29 August 2013

AUNTIE PASTA Stuff It




CHIAVARI, Italy – The morning market in the piazza was very crowded yesterday. There are still a lot of tourists in town, and you could hear them oooing and ahhhing as they walked past the fruits and vegetables on display. There were two British women who made me laugh. They actually had a 10 minute conversation about the size (big) and amazing color of the red and yellow peppers. In the meantime the Chiavaresi mamas were buying them up, along with tomatoes and eggplants and I have a sneaky suspicion stuffed vegetables were  on the dinner menu last night.
 
 Chiavari's Morning Market

The most common Genovese filling for stuffed vegetables is made of bread (the soft white center) soaked in milk, bread crumbs, parmigiano cheese, marjoram and eggs to bind it all together. The flavoring agent depends on what vegetable is being stuffed. For eggplant, they add chopped porcini mushrooms plus a little garlic and oregano; for stuffed zucchini and onions, the mushrooms are omitted and they throw in a pinch of nutmeg. Chopped parsley is added to stuffed tomatoes and the mushrooms are back for stuffed artichokes. The artichokes recipe also calls for the chopped stalks of the artichokes, chopped leeks, oregano and nutmeg. 
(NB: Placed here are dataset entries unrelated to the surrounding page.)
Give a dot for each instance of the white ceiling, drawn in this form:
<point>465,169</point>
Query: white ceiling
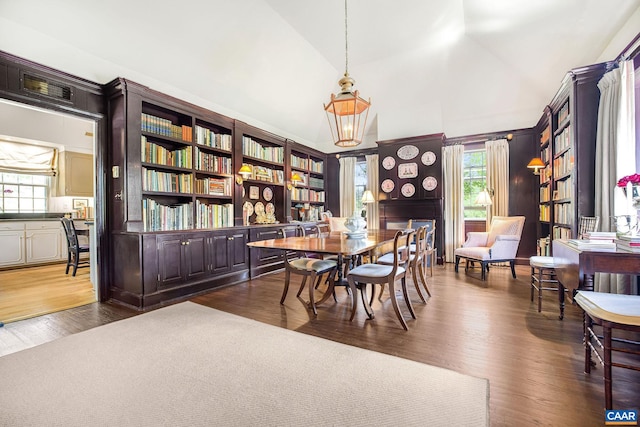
<point>456,66</point>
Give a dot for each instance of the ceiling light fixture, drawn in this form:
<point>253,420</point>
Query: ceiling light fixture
<point>347,112</point>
I wouldn’t dare put oregano on artichokes – no matter how I cook them - for fear my Grandmother, who was from a town near Rome, will come back to haunt me. The Romans have a special herb for artichokes called mintuccia. It’s a type of mint that grows wild throughout the Roman countryside. I have a mintuccia plant growing in a container on my windowsill that I hope keeps my Grandmother happy so I can keep dreaming sweet dreams. But I digress. Back to stuffed veggies.
 Tasty Stuffed Peppers
In other parts of Italy they stuff vegetables with rice and ground beef, sometimes they add pine nuts or even raisins if it’s a couscous and ground lamb filling. That is the beauty of stuffed vegetables, you can fill them with almost anything, and they never disappoint you. 

You can stuff almost any vegetable, even escarole and lettuce, which are both very popular dishes here in Liguria. But that seems to me to be a lot of work because you have to tie each bundle together with string to keep the filling from falling out when you cook them. No doubt they are delicious but there are so many other vegetables that are just begging to be filled, like tomatoes for example, why bother.
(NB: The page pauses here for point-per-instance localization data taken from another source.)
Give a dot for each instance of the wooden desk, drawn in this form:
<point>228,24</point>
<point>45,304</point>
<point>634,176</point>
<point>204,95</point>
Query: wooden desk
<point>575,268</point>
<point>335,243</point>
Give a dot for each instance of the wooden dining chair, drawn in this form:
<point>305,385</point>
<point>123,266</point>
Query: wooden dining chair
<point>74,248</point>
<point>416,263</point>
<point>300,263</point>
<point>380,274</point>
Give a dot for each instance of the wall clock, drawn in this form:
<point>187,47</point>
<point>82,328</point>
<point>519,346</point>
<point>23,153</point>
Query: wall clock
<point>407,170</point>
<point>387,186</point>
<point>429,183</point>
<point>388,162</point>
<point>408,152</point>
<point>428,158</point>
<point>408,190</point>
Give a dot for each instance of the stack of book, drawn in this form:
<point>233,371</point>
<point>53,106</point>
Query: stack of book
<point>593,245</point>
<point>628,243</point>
Here’s an easy recipe for baked stuffed tomatoes from the Corriere della Sera, Milan’s daily newspaper. 


Baked Stuffed Tomatoes
Serves 4
Ingredients
4 large tomatoes
80 grams of ground beef (more or less 3 ounces)
60 grams of long grain rice
60 grams of fresh (or frozen) peas
2 small zucchini
1 carrot
1 white onion
1 tablespoon of chopped parsley
Extra virgin olive oil
Salt and freshly ground pepper

Wash the tomatoes and cut off the tops (like in the photo). You can also cut a very little bit off the bottom so they stand up better. Scoop out the inside of the tomatoes, chop it into pieces no larger than the peas, and set it aside.  Chop the onion, the carrot and the zucchini also into pieces no larger than the peas. 

Put a small amount of extra virgin olive oil in a frying pan and add the chopped onion, carrot and zucchini, the ground beef, the rice, a cup of water and let it cook together for about 10 minutes, or until the water is absorbed. 

Fill the scooped out tomatoes with the rice and ground beef filling, and cover them with the tomato tops.  Drizzle a little olive oil over the top of them and then place a small amount of extra virgin olive oil in a casserole pan and bake in a preheated oven (160ᴼ C/325ᴼF) for 40 minutes. 

The recipes calls for making a sauce out of the chopped tomatoes and serving the stuffed tomato on top of it, just as you see in the photo, but to tell you the truth you could just as easily add the chopped tomatoes to the rice and meat mix and reduce the amount of water.


You can use this filling for any vegetable you want to stuff. You can substitute the rice with couscous or the soft center of Italian bread, or tiny pasta, or not use any of them and use the vegetable centers you scooped out to make room for the filling, by chopping them and mixing them with ground beef, lamb or pork, or skip the meat altogether. You can also leave out the peas and carrots, but you do need onions.

Hopefully this makes sense and you are not thoroughly confused at this point. As for me, all this talk about food is making me hungry, so I think I’ll  head for the kitchen and rustle me up some grub.  Buon Appetito.